Compare the local object with the original annotation to generate a new JSON object which is equivalent to the current local object but decorated with null's (or $patch: delete's) needed to remove any fields that were removed in the current local object but existed in the original annotation.

Submit that new JSON as a Strategic Merge patch.

In other words, the local config object IS the patch itself sans deletions of removed fields. So the only thing we need to add is a method like AddDeletionsToPatch, which would take the local object and the original annotation as parameters and return the local object decorated with the right deletions (e.g. mapKey: null and $patch: delete).

@bgrant0607 can you confirm that the second approach is what we actually want and we should go in that direction instead?

Actually, that's almost correct. The current approach can detect changes to the server object, since it computes the divergence in the live state from the original. However, it chooses to fail the update with a conflict if the live state contains changes that are not consistent with the local object.

Without this conflict detection, there isn't much point in an automated process ever making changes to the live state that deviate from the annotation, since they'll simply be discarded the next time the user runs kubectl apply.

Of course, that approach begs a question of timing. How often should the user run kubectl apply to ensure that the live state still conforms to their local configuration? Once an hour? Once a minute? Once a second?

Whatever the answer, it defines a window during which the user willingly lets the configuration deviate from their intent. Perhaps they should watch for changes, and quickly update the object if they detect any divergences? Of course, I'm being facetious.

If what we really is for the configuration to never diverge from what the user specified, then we should simply prevent callers from making conflicting changes in the first place. The annotation contains the configuration requested by the user, and the state is never allowed to deviate from it, other than through additions.
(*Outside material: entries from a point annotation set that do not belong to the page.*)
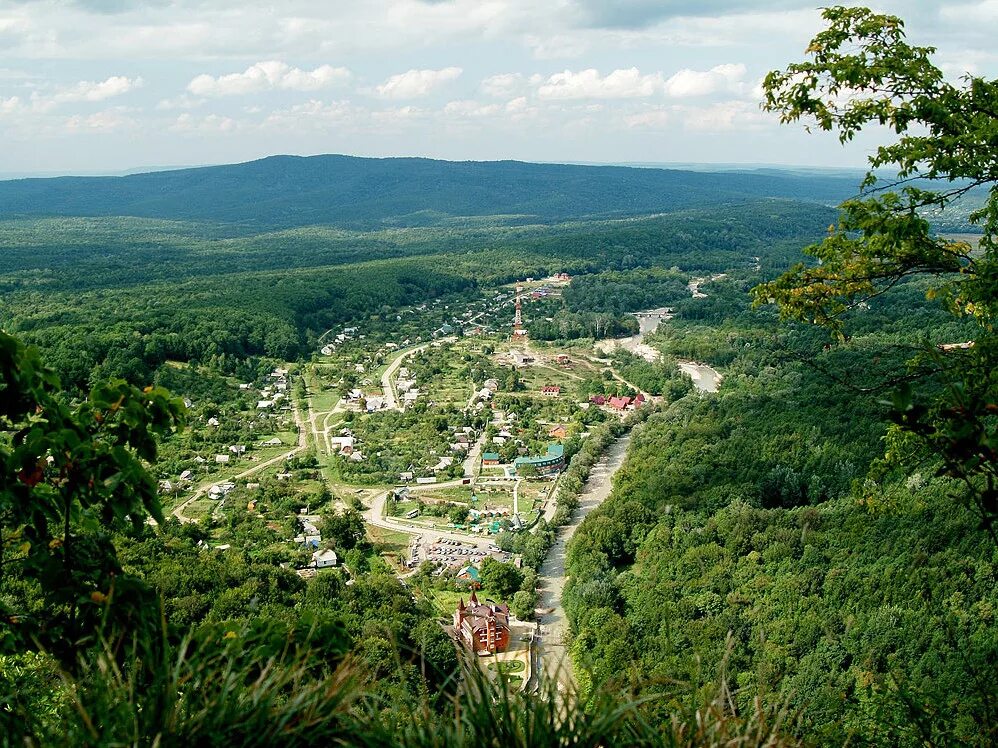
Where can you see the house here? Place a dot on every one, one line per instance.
(342, 444)
(547, 464)
(324, 559)
(469, 574)
(220, 489)
(619, 403)
(520, 358)
(558, 431)
(482, 627)
(445, 462)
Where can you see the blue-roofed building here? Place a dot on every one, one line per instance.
(549, 463)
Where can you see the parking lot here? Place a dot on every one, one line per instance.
(449, 552)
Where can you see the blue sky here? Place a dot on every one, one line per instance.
(105, 85)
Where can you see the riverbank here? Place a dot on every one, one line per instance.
(550, 648)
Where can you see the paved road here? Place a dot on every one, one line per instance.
(388, 386)
(553, 626)
(203, 488)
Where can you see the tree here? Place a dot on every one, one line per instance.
(346, 530)
(458, 514)
(501, 579)
(861, 71)
(70, 474)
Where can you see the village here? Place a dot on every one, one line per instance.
(440, 447)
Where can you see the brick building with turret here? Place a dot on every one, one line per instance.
(482, 627)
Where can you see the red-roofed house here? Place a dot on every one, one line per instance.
(619, 403)
(483, 627)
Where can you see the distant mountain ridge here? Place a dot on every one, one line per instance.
(289, 191)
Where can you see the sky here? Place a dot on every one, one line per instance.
(98, 86)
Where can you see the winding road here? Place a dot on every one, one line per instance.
(553, 624)
(203, 488)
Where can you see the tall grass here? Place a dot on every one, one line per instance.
(243, 691)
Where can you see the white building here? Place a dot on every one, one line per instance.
(324, 559)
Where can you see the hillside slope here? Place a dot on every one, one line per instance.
(288, 191)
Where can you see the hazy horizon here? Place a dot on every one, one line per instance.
(678, 165)
(100, 86)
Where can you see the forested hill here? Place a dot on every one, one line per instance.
(289, 191)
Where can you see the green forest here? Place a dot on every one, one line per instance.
(806, 556)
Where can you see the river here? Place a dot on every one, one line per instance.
(553, 625)
(705, 378)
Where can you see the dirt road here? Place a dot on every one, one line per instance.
(553, 626)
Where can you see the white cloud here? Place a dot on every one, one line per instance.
(502, 85)
(266, 76)
(179, 102)
(469, 108)
(314, 114)
(654, 119)
(517, 105)
(106, 121)
(688, 82)
(589, 84)
(724, 116)
(209, 124)
(91, 91)
(556, 47)
(415, 83)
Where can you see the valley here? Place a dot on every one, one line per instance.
(646, 483)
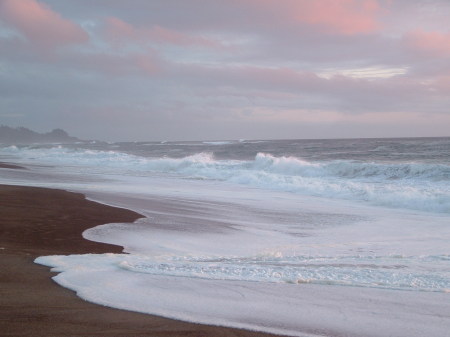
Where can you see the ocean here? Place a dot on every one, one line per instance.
(297, 237)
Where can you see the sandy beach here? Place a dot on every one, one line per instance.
(38, 221)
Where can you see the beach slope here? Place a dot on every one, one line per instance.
(38, 221)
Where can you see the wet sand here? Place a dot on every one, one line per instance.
(38, 221)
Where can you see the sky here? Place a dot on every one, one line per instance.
(226, 69)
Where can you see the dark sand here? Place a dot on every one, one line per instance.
(36, 222)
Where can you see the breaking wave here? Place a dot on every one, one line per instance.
(418, 186)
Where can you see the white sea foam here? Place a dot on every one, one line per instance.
(290, 256)
(418, 186)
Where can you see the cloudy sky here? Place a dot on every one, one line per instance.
(226, 69)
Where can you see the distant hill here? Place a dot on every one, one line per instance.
(22, 135)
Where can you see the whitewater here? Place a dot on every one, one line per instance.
(295, 237)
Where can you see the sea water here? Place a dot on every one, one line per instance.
(298, 237)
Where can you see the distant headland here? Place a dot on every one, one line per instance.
(23, 135)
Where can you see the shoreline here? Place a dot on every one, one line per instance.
(40, 221)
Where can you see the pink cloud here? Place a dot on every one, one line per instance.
(346, 17)
(119, 31)
(39, 24)
(433, 43)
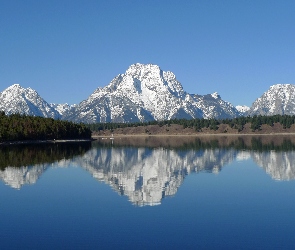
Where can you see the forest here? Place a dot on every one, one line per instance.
(198, 124)
(22, 127)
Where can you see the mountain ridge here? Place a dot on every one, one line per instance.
(145, 93)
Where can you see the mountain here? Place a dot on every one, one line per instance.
(16, 99)
(279, 99)
(62, 108)
(242, 109)
(145, 92)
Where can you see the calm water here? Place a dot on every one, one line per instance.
(149, 193)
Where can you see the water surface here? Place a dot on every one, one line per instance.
(172, 193)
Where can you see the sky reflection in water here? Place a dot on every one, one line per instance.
(210, 194)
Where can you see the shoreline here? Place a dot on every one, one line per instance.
(24, 142)
(187, 135)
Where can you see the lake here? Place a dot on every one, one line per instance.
(222, 192)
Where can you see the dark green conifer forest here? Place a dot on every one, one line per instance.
(22, 127)
(198, 124)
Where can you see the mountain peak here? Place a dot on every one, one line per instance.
(279, 99)
(16, 99)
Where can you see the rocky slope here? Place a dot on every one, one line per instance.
(145, 92)
(279, 99)
(16, 99)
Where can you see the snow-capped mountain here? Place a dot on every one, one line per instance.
(62, 108)
(145, 92)
(16, 99)
(242, 109)
(279, 99)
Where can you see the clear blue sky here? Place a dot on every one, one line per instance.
(66, 49)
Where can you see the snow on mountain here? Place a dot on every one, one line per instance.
(212, 106)
(16, 99)
(62, 108)
(242, 108)
(279, 99)
(143, 93)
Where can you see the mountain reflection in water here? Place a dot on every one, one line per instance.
(146, 169)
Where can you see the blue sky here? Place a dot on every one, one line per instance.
(66, 49)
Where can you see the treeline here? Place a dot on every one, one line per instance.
(198, 124)
(30, 155)
(22, 127)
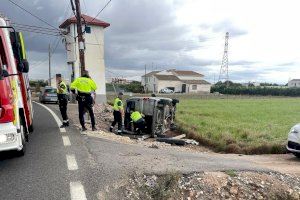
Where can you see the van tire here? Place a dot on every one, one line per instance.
(297, 155)
(31, 128)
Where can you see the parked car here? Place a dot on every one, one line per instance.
(293, 145)
(48, 95)
(166, 91)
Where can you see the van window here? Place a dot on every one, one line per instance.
(3, 54)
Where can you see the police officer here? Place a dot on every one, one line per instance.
(118, 113)
(85, 86)
(62, 99)
(138, 121)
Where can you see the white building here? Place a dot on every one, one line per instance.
(94, 51)
(176, 80)
(294, 83)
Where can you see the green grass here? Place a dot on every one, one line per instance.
(256, 125)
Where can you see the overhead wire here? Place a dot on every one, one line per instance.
(37, 32)
(101, 10)
(37, 17)
(35, 27)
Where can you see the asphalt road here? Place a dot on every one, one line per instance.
(69, 165)
(43, 173)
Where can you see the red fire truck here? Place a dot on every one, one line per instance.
(16, 111)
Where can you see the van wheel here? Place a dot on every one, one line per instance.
(30, 129)
(297, 155)
(22, 152)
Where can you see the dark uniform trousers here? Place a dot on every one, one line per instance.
(140, 124)
(117, 119)
(85, 102)
(63, 104)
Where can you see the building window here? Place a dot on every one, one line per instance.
(88, 29)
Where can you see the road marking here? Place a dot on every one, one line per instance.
(71, 162)
(66, 141)
(77, 191)
(62, 130)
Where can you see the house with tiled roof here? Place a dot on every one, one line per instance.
(180, 81)
(294, 83)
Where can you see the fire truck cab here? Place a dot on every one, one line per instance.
(16, 112)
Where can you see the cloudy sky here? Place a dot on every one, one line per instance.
(264, 42)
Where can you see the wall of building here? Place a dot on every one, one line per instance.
(151, 82)
(294, 83)
(190, 77)
(201, 88)
(166, 84)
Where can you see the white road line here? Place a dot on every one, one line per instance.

This policy can be easily enforced on the server side.

To implement kubectl apply, we compare the live state with the annotation to compute the additions made by automated processes, add them to the local object, and then PUT it to the server.

If you haven't already, please read:
https://github.com/kubernetes/kubernetes/blob/master/docs/devel/api-conventions.md#spec-and-status (the spec part)
https://github.com/kubernetes/kubernetes/blob/master/docs/devel/api-conventions.md#defaulting
https://github.com/kubernetes/kubernetes/blob/master/docs/devel/api-conventions.md#late-initialization

"The specification is a complete description of the desired state, including configuration settings provided by the user, default values expanded by the system, and properties initialized or otherwise changed after creation by other ecosystem components (e.g., schedulers, auto-scalers), and is persisted in stable storage with the API object."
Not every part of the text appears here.